SantiaGoToRome begins! The project created by Associazione Movimento Lento, sponsored and supported by the European Association of Via Francigena Ways, comes to life. Having achieved its first fundraising goal, the initiative to unite the Camino de Santiago and the Via Francigena has officially been launched.
Two pilgrims decided to return to Sigeric’s route backwards, crossing France to reach their destination in Spain: new steps to test the route. Valentina Prestigiacomo, from Sicily, left Rome on Sunday 13th May and will travel along the Via Francigena of the Valle di Susa up to the Montgenèvre, to Arles on Via Domizia. Luca Mattei, will also start from Rome, in June, on the route that crosses Liguria from Sarzana to Ventimiglia.
It’s a journey – half dream, half challenge – to reunite two major European routes of over 3 thousand km at a slow pace. How was this idea born?
“In the Middle Ages, the Via Francigena and the Camino de Santiago were both part of a large communication network. Even today, these two paths are connected through France with the GR (Grande Randonnée). So we decided to throw a stone into the pond: the Via Francigena can connect Rome to Santiago and from here the SantiaGoToRome project started,” explains Alberto Conte, president of Associazione Movimento Lento.

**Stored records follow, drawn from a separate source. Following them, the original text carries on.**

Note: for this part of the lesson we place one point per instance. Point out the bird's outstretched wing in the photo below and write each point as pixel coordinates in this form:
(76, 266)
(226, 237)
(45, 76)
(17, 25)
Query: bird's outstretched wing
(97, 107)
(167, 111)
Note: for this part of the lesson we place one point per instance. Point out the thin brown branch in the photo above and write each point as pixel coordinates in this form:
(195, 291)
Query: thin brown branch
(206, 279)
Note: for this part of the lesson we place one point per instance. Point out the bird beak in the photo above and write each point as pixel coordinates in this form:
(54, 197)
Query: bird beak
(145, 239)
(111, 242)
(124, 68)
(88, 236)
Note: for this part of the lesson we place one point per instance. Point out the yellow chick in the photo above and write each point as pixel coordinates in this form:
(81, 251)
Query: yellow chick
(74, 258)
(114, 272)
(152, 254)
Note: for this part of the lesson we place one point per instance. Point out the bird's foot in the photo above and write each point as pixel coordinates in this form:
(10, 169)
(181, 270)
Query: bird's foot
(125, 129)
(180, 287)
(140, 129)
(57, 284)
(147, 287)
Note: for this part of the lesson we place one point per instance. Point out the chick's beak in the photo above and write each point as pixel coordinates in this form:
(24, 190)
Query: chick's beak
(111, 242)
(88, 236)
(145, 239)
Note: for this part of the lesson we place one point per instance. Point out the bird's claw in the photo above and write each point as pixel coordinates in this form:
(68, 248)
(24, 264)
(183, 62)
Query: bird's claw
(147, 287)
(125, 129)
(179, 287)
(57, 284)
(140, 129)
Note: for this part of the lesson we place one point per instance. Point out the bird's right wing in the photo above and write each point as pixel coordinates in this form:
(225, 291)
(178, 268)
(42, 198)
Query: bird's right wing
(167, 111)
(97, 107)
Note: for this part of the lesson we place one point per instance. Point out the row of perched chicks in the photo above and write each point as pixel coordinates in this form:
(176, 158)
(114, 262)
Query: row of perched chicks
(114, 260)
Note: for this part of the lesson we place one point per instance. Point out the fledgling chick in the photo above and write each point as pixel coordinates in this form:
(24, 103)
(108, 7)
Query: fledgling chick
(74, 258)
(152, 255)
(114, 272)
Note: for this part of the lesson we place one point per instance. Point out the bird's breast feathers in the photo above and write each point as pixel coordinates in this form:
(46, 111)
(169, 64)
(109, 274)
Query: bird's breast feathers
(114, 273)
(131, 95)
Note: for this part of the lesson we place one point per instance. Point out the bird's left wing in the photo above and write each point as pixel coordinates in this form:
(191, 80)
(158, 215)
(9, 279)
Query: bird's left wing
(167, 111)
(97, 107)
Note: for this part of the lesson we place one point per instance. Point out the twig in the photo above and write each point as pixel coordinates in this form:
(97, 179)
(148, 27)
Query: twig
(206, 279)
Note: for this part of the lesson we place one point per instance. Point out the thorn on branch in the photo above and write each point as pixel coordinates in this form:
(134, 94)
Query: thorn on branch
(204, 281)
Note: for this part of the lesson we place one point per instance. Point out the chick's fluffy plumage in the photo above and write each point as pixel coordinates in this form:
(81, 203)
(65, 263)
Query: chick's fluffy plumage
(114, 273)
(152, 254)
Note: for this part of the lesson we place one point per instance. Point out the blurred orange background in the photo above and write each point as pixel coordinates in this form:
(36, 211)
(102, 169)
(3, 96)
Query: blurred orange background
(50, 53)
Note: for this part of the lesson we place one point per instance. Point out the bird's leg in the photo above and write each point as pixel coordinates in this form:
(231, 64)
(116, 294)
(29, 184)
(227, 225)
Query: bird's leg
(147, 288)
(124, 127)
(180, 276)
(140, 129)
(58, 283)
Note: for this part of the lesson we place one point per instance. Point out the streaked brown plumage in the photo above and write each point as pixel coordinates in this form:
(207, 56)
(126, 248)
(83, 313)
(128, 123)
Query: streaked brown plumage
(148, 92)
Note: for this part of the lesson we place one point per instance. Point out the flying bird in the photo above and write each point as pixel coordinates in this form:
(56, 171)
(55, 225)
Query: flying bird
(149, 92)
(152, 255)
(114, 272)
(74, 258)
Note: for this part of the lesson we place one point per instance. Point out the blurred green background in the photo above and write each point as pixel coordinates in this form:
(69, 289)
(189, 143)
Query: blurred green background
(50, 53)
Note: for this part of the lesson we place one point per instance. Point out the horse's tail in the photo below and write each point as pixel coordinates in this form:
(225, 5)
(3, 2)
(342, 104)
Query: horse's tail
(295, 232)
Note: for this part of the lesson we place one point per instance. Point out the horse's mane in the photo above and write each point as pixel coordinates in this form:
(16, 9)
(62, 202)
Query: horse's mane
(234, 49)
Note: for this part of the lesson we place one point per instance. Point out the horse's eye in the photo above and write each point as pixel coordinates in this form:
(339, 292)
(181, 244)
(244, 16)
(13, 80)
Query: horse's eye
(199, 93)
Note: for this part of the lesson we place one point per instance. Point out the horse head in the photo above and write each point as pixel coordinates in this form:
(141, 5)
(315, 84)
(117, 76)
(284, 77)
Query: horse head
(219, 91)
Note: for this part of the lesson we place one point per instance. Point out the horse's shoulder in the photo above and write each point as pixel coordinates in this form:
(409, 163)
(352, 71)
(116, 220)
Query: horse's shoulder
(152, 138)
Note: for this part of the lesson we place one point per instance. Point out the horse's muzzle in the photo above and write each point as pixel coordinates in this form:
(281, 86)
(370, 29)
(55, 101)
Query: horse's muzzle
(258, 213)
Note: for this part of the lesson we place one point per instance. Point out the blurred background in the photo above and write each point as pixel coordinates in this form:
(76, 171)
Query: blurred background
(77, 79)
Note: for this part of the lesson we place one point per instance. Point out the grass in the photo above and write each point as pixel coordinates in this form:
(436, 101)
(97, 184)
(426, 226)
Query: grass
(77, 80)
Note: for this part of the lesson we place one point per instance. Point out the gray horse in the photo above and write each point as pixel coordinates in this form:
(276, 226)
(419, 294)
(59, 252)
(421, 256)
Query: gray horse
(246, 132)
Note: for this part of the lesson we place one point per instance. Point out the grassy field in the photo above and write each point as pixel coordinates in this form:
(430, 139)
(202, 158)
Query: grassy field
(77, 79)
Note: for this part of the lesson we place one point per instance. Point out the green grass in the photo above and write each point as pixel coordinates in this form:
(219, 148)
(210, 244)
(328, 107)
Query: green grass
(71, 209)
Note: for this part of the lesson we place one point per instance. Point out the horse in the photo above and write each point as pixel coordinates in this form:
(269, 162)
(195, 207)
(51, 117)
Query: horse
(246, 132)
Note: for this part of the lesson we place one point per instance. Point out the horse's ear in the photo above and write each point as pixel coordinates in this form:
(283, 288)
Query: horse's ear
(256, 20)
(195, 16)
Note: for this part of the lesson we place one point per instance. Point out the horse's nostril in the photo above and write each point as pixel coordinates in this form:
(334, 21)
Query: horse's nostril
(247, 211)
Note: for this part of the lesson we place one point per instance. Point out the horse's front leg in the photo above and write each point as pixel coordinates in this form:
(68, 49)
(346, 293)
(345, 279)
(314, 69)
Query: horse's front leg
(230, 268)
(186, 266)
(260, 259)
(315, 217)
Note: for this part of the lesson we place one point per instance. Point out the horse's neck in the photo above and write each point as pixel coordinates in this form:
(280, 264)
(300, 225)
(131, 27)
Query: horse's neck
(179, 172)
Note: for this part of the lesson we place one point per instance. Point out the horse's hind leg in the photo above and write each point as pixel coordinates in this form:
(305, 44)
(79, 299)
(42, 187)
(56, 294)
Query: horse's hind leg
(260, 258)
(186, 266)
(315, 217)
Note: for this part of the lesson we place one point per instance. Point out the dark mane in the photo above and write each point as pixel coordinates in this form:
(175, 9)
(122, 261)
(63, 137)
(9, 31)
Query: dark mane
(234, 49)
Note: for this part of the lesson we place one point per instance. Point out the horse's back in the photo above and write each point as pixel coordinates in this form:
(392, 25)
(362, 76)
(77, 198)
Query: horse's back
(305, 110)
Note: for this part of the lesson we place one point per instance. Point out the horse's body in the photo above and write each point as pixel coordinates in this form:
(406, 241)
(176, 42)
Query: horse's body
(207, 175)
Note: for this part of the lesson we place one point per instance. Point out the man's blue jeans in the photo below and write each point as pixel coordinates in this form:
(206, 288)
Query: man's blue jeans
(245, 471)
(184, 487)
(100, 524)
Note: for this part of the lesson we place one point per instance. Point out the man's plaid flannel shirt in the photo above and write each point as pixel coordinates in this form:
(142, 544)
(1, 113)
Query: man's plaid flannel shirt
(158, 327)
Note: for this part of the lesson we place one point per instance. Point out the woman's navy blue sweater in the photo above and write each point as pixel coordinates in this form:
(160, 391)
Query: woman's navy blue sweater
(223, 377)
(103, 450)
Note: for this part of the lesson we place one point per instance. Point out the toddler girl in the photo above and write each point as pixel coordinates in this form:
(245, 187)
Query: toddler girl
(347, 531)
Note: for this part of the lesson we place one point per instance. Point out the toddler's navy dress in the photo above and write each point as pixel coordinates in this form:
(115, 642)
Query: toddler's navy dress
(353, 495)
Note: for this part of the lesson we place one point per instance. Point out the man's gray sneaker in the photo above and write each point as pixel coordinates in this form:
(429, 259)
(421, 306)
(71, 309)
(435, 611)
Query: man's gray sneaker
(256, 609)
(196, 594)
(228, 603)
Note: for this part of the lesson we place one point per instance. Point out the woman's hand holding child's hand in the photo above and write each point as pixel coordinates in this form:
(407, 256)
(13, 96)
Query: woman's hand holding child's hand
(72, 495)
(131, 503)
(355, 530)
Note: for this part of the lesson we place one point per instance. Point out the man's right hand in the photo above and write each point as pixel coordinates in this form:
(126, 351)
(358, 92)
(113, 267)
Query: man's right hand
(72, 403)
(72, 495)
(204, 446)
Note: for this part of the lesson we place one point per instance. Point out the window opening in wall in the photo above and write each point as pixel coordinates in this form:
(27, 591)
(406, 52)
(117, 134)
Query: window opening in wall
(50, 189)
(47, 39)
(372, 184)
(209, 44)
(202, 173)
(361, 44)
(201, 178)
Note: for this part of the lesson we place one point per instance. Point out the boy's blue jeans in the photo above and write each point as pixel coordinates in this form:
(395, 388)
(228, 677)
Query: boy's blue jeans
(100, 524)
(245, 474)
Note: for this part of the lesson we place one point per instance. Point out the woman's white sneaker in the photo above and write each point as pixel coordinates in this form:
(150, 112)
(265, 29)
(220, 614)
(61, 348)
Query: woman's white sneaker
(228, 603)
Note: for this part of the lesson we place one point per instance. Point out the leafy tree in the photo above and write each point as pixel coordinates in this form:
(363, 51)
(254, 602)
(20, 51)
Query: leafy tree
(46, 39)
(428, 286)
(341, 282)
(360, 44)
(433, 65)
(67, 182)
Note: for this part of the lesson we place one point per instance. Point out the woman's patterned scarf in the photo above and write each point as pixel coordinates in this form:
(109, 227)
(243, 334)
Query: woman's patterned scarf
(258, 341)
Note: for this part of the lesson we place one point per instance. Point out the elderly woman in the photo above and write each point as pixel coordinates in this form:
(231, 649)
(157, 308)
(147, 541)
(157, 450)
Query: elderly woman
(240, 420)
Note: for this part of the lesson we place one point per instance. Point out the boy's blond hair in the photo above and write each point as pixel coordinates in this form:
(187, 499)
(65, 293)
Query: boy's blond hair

How is the project structured?: “We invented a “guerrilla” communication style. As the path of Santiago is marked towards Santiago, we said: “Why not put signs on the other side?” It is a service to pilgrims and a communication operation to publicise the way to Rome – adds Conte – a volunteer, Sara Pezzuto, enthusiastically joined the project; she started the journey and took care of the first signs. At the same time, we launched a two-month crowdfunding campaign; we exceeded the target thanks to the contribution of sponsors and friends, collecting about 3 thousand euros to repay part of the costs of starting the project“.
SantiaGoToRome has captured web attention and the dream continues. “We will follow Valentina and Luca on their journey. It will help us to test the route – adds the founder of Movimento Lento – Luca Mattei will follow the stretch from Liguria. The route that crosses Liguria is wonderful, it has strong potential for development but has not yet been valued as a link between the Via Francigena and Santiago. One of Luca’s objectives will be to explore and narrate this path. If we succeed, we want to raise awareness among administrations, stakeholders and communities to develop the route. Liguria, from marginal territory, could become a central hub of European paths“.
What’s next for SantiaGoToRome? “Our goal is to open the “western front” of the Via Francigena by creating a flow of pilgrims from abroad to Italy, from France in particular. We will contact the various associations of the ‘Friends of the Way of Saint James’ of France to explore their interest, in collaboration with the European Association of the Via Francigena Ways“says Conte.
“This project aims to recall the appeal of the Camino de Santiago brand and propose locally, as well as creating microeconomics. We know when sustainable tourism is important for territories; we’re talking about a target that has economic value but above all a strong socio-cultural value, an intangible aspect that should not be underestimated. Since we opened our hostel in Piedmont (the Casa del Movimento Lento in Roppolo, in the province of Biella) getting in touch with people coming from all over the world has become a very important form of personal enrichment“.
The project has just begun. Pilgrims step up. SantiaGoToRome awaits you!